Right away I was struck. Casual but crafted; sense of place, both in the speaker’s house and in the vacation scene; lots of energy; apt and useful and pleasurable image—where’s this going? I wanted to keep reading.

The lens zooms in on a man in his mid-seventies,
who looks like me in the future. I pause him. I
study the image to see what I’ll become.

In three lines, a sense of time, mortality, family, distance yet intimacy. And that “I pause him”: That’s when I felt my first physical tug. He’s pausing time and memory and his father. He’s giving us enough information but not too much that we readers can’t participate, always such a challenging balance to obtain. I loved the language and syntax—he wasn’t being “poetic” in that way that makes poems distant, inaccessible, false. Instead, his diction and sentence structure felt careful and lovely and accurate.

………………………………………………..….Then
the man waves, hitches his trunks up, wades out
into the deepening water and dives right in.

So the speaker pushes play because he wants to see this man live. And what a touching, tender detail about the trunks—even the word “trunks” touched me—that lends such vulnerability and intimacy to the video and the viewing of it, and also to the poem. And these little lines say so much about the character and situation of the man plunging into deepening water.

Now we see only his head in a wave trough, after-
wards he’s gone. I put the videocamera down and yell,
but there’s no response.

Well, there was a response here! I felt my stomach crinkle into a ball of tin foil. Ten and a half lines into a poem by a stranger, I wanted to climb into the poem and then into its video so I could run to the beach and hold the cameraman—cameraboy? cameraman who felt like a boy?—and splash into the waves to find the “gone” man. A few lines later, after the lens swept over an ocean that was “what anything looks like after a meal,/full and serene,” the speaker pushes rewind and

……………………………………………….…he reappears,
the top of his head first, then the whole body,
which swims for a moment in reverse—quite a trick
at that age—then backs just like a stunt man out
of a breaking wave.

I love poems that discover and reveal, poems in which I can feel the writer and speaker discovering and revealing. I want to open the gift of a poem, becoming more and more in the know of its world as I read. I could feel that—and I mean feel that—in “Still Life.” I was discovering what was happening in the video and to the person watching the video, and then another piece of wrapping paper was shed:

…………………………………………………….I do this
every evening after the six-thirty news, and if I
rewind further, he turns around, smiles and waves,
keeps walking backwards right to the chair beside me
and sits down.

The speaker was letting me in on this obsessive, quiet moment, but he’s doing so with no syrup, just truth.

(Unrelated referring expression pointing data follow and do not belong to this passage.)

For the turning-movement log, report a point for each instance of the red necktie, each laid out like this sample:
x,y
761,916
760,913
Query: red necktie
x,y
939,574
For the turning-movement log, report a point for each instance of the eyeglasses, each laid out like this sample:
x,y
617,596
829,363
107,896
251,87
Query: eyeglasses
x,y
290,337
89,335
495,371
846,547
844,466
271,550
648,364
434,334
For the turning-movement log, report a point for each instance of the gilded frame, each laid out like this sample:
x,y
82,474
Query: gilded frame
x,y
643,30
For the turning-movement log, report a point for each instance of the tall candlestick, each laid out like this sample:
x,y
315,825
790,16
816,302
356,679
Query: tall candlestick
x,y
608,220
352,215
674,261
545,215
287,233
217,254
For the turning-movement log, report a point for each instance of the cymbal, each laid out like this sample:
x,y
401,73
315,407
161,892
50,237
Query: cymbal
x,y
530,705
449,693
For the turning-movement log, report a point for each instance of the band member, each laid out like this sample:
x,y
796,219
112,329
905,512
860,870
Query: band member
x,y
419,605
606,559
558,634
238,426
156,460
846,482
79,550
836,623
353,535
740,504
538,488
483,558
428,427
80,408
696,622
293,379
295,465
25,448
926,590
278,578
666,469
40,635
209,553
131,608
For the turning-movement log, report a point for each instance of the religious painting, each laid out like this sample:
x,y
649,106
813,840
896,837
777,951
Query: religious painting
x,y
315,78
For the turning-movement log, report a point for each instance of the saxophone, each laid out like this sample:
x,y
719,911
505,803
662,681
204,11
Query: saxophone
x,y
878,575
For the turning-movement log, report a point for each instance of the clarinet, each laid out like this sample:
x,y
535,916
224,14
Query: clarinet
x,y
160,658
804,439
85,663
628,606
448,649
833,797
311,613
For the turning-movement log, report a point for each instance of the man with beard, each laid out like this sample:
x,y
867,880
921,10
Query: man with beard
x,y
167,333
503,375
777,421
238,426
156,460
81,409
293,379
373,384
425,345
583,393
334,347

I could feel the integrity and the pathos in my core. I could feel him bring back what had been utterly lost in the only way he could, feel the legitimacy and impossibility of that just as he did.

….And all those questions I never quite got to
ask him, where are they? I can’t find the words for them,
as I could never find the words when he was here; so we sit
here together with the sound off, father and son….

The relationship is revealed, all the more lovely for being intimated but not stated until we are sitting in the room (that repeated here, which reverberates on so many levels) with him. And again, here is tenderness without cloying. And what is more vulnerable than a writer saying he can’t find words? We know he isn’t lying, though we also know he is able to find words that help us see what it would be like to be speechless with a parent, a parent who will one day die and haunt those left behind, relationships never fully clarified.

By this point in my reading, I was uttering involuntary sounds, sure. But it was the ending that made me let out an audible groan of pain and pleasure:

…We get five minutes, which is as long as
the pause lasts, then he must go, as the instructions say,
or permanent damage may result. I push the play button
and he starts away again, hitches his trunks up, turns
around, waves once for the camera, and walks back in.

Yep: there went the top of my head.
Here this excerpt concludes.